Por Norberto Garrone
27 Ago 2018
Nicolas
Hijo

Su voz suelta al aire un alarido que brota del alma y paraliza los latidos del tiempo.

Su voz suelta al aire un alarido que brota del alma y paraliza los latidos del tiempo. Sus ojos se enrojecen y no pueden contener las lágrimas que los rebosan y se abren camino como enardecidos ríos de sentimientos a flor de piel. Su rostro desfigurado es la consecuencia de un torbellino interior que pretende ser atrapado en el crispar de unos puños cerrados que se alzan al cielo confirmando un Dios. Su humanidad estremecida y su cuerpo conmocionado se funden en un mismo temblor. Pero continúa en pie, resistiendo estoico a los embates sísmicos que intentan tumbarlo. Lo abrazo, lo beso, le digo que lo quiero, me emociono con él. Me quedo mirándolo como si fuera el centro del universo y en ese preciso instante lo es. Mis brazos son continente y poste. Una de mis manos revuelve en una caricia su pelo y la otra hace ancla en su pecho. Puedo sentir su corazón acelerado latiendo dentro del mío. Puedo reconocer en su grito a mi propia voz enronquecida. Puedo recorrer parte de mi historia en cada una de sus lágrimas. Nicolás vibra tras un gol de Nacional, uno de esos goles importantes (decisivos, clásicos, agónicos) capaces de originar en él esa vorágine de emociones sin control.

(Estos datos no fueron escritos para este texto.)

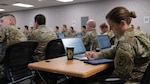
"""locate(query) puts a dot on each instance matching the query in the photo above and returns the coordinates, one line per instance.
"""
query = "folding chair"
(17, 57)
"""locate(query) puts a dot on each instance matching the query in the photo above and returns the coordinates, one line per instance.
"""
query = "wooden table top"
(73, 67)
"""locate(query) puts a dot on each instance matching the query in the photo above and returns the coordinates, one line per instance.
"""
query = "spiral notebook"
(99, 61)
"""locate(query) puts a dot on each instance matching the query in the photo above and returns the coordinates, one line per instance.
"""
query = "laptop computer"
(61, 35)
(79, 48)
(103, 41)
(79, 35)
(99, 61)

De pronto la intensidad comienza a aplacarse. Los relojes buscan calibrarse nuevamente y las imágenes recobran nitidez. Los vestigios pasionales avivan las brasas de ese fuego perenne que tanto nos identifica. Un coro se enciende. Su leal aliento cursa una invitación a sumarse a su vuelo. Se elevan las voces y regresan sublimes traídas por su eco, cabal testimonio que engloba la esencia de este sentimiento, por siempre tan suyo, tan mío, tan nuestro. Y los labios vuelven a besar la gloria, al exclamar el nombre de ese amor inmenso: ¡Nacional!.